In Steven Gregory v Qantas Airways Limited [2016] FWCFB 2108, a Full Bench of the Fair Work Commission found Qantas justified in dismissing pilot Steven Gregory, after he sexually harassed a colleague while heavily intoxicated on a lay-over in Santiago, Chile.

Implications for employers

  • In order to defend a decision to terminate an employee summarily, an employer must satisfy the Commission that the relevant misconduct was intentional. This may be difficult to show where there are doubts as to whether the employee may have been, through no fault of their own, in a state of excessive intoxication and did not have the requisite consciousness or intention to commit the actions (for instance, in a case of “drink spiking”).
  • However, in circumstances where the evidence shows that it was the employee’s own actions which led to their degree of intoxication, excessive intoxication will not excuse the employee’s misconduct.


Steven Gregory had been an international Qantas pilot for nearly 20 years. On a night out on a lay-over in Chile, he became highly intoxicated and groped a fellow crew member in the back of a cab. Qantas suspended Gregory and requested he undergo drug testing before returning to Australia. Traces of cannabis were detected in his system and Gregory was terminated for serious misconduct, being the sexual harassment of a co-worker. Gregory commenced proceedings in the Commission for unfair dismissal.

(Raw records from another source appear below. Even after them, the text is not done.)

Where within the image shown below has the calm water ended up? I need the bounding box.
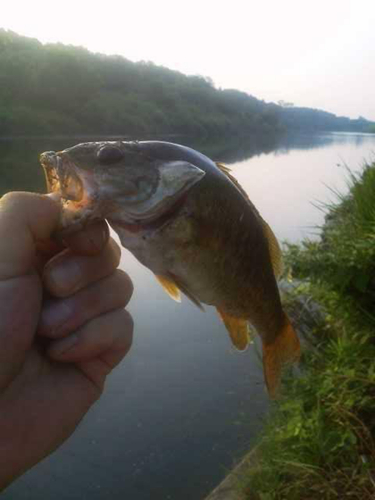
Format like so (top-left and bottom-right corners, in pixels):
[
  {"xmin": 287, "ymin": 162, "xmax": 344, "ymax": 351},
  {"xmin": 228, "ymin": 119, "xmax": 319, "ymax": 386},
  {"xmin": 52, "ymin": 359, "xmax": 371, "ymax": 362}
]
[{"xmin": 0, "ymin": 134, "xmax": 375, "ymax": 500}]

The decision at first instance

Gregory did not contend that he did not engage in the conduct. However, in asserting that his dismissal was unfair, he argued his conduct was involuntary and unintentional and was a result of drink spiking which had occurred earlier that evening.

Qantas did not dispute Gregory’s heightened level of intoxication, but alleged Gregory consumed significant amounts of alcohol and cannabis voluntarily. It was therefore, in its submission, irrelevant whether he sexually harassed his colleague deliberately or in an unknowing state. The fact that it occurred at all was sufficient to justify his dismissal.

The Commission rejected any suggestion of drink spiking, but acknowledged that it was unlikely Gregory consciously intended to reach the level of intoxication that he did or to harass a colleague. However, the Commission found that Gregory made decisions which had risks attached for which he ought to be responsible. Commissioner Cambridge deemed it of particular importance that Qantas have faith in the decision-making capabilities of its international pilots at all times, including during lay-over periods. The Commission found that the dismissal was justified.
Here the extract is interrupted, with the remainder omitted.